表面上は過去の事だと思っていても心の中の小さな俺がまだ乗り越えられていないのだろう、きっと。
自分で自分は救えないのかもしれない....な。
それほど体に刻まれる位には辛かったのだ。
だからこそ今日彼女と過ごした自分がいつもの自分と違うことに驚いたのだ。
優しく頭を撫でられた時いつもなら反射で手が伸びてきた所で体が硬直していたはずなのにすんなり受け入れた事。
これはただ体が反応する余裕が無かっただけかもしれないがそれでも小さい時の名残が出ることは無かった。
そしてもう一つ自分の行動で驚いていることがある。
それは朝比奈さんからの提案を素直に試してみようと思えたことだ。
自分でもどこかで変わるきっかけがあれば良いなとは思っていたのは事実ではあるが、人を信用できない俺がすんなり受け入れた事には自分の行動ながら驚いている。
いつもなら誰かに何を言われようが心の中で客観的にとらえ結局相手の言葉を流していた。
人を信じれば....変に期待を抱いて仕舞えばそれを裏切られた時どうなるかを知っているからだ。
それを俺は一番身近な人に思い知らされたのだ。
それを知っている自分が変われるかなと変に期待をして朝比奈さんの提案を受け入れた。
今考えれば愚かな行為を行ってしまったなと思う。
小さい頃何度も期待を裏切られては悲しい思いをしてきたはずなのに俺はまた同じことを繰り返してしまった。
「俺って本当にバカだな....」
一人呟いた後スマートフォンのロック画面をつければ今から寝るには学校に遅刻しそうな時刻になっていた。

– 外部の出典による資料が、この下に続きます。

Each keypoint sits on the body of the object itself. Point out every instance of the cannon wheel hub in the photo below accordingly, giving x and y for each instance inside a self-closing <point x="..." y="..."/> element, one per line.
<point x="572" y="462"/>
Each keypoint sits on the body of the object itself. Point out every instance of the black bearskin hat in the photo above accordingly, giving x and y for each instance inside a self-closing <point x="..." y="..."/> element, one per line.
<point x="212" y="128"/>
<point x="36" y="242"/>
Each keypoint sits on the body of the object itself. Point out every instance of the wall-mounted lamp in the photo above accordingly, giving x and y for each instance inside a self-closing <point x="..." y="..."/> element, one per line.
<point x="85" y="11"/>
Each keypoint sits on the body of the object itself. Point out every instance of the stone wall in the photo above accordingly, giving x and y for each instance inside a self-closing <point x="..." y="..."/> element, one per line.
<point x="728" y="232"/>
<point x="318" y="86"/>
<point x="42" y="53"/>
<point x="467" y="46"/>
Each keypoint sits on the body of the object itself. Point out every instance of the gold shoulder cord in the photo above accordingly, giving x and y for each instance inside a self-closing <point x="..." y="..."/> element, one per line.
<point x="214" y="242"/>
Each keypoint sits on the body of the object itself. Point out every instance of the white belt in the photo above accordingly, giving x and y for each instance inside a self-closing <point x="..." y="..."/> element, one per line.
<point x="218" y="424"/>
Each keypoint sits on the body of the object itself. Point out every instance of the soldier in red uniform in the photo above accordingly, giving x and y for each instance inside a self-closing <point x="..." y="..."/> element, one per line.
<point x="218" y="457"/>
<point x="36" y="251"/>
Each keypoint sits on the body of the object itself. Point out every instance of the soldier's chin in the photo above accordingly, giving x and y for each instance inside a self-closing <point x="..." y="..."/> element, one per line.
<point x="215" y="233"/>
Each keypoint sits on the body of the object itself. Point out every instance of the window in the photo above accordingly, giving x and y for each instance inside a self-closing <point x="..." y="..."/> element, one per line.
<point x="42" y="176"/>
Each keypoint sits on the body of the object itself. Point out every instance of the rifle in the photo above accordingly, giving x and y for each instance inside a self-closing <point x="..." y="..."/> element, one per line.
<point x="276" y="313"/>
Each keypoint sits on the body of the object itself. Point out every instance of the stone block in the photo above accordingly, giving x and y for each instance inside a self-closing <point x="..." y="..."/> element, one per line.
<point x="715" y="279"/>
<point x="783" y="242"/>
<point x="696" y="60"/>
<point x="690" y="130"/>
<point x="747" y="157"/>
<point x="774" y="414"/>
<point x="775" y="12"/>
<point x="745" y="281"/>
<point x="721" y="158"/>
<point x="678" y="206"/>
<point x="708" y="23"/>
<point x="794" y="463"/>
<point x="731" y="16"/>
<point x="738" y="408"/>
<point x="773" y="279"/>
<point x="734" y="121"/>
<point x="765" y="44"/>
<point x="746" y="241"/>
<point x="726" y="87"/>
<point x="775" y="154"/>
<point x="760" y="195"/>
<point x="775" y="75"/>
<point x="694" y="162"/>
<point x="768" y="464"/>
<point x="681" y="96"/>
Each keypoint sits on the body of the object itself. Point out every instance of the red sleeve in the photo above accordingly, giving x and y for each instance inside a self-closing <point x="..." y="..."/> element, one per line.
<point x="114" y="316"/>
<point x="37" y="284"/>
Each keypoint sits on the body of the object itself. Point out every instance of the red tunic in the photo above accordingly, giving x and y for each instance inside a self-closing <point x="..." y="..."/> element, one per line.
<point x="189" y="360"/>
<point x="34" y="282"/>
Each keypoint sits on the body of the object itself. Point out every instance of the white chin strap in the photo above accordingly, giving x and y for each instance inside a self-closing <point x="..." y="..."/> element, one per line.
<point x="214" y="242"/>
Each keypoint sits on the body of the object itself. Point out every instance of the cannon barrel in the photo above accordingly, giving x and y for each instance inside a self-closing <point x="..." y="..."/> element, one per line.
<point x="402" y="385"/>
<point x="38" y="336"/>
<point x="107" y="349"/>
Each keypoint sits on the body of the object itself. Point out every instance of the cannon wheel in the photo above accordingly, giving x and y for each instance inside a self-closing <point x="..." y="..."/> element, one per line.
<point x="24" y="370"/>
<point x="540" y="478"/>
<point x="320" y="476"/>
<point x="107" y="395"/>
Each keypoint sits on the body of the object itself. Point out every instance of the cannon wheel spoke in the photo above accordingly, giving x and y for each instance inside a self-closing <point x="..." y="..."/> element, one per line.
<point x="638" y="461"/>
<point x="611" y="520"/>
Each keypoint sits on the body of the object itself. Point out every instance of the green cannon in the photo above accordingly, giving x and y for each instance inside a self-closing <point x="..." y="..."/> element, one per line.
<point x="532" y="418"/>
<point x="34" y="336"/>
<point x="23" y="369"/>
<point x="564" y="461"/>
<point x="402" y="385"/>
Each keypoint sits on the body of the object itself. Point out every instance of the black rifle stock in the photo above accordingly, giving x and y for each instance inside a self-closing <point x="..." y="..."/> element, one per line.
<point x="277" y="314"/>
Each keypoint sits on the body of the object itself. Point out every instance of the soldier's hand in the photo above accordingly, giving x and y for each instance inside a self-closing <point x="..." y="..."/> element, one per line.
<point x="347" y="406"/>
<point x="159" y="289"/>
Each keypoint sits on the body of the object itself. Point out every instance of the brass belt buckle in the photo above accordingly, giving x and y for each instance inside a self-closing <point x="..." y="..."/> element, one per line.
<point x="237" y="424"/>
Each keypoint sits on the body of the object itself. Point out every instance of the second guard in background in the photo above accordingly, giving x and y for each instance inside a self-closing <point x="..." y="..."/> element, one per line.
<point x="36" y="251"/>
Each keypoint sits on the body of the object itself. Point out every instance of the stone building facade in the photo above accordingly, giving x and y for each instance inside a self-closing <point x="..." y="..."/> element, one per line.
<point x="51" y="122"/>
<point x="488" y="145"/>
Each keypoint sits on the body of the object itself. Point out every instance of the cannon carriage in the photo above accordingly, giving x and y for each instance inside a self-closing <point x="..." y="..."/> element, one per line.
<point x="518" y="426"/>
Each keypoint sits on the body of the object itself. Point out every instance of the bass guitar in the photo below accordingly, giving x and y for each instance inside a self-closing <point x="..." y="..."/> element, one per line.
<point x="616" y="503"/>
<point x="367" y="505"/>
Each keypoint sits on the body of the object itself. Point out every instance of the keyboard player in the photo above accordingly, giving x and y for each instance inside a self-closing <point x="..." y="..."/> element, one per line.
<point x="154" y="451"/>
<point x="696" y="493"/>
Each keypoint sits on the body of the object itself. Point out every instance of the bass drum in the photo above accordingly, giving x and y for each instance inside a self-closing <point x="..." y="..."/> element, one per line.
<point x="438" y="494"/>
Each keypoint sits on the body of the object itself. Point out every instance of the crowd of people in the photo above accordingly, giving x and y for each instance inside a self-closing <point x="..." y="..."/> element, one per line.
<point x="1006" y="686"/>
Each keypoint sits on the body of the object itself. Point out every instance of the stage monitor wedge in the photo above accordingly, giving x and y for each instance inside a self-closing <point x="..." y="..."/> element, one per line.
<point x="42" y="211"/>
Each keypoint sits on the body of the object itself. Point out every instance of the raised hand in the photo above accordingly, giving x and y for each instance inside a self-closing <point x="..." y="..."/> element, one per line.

....結局俺は開き直って布団からでて寝るのを諦めた。
****
――数日後の昼休み。
俺は今現在すごい修羅場に遭遇している。
また後日に集まろうという話で終わっていた体育祭のリレーメンバーがただ集まっただけではあるのだが、この光景を前にしてとてもチームメイトと言えた者ではない。
このピリピリとした雰囲気に耐えられずクラスメイトは教室を離れ一部の生徒がこちらの様子を廊下から様子を伺っている。
この中で口をひらけばどうなってしまうのか恐ろしくてただじっとしていることしかできない。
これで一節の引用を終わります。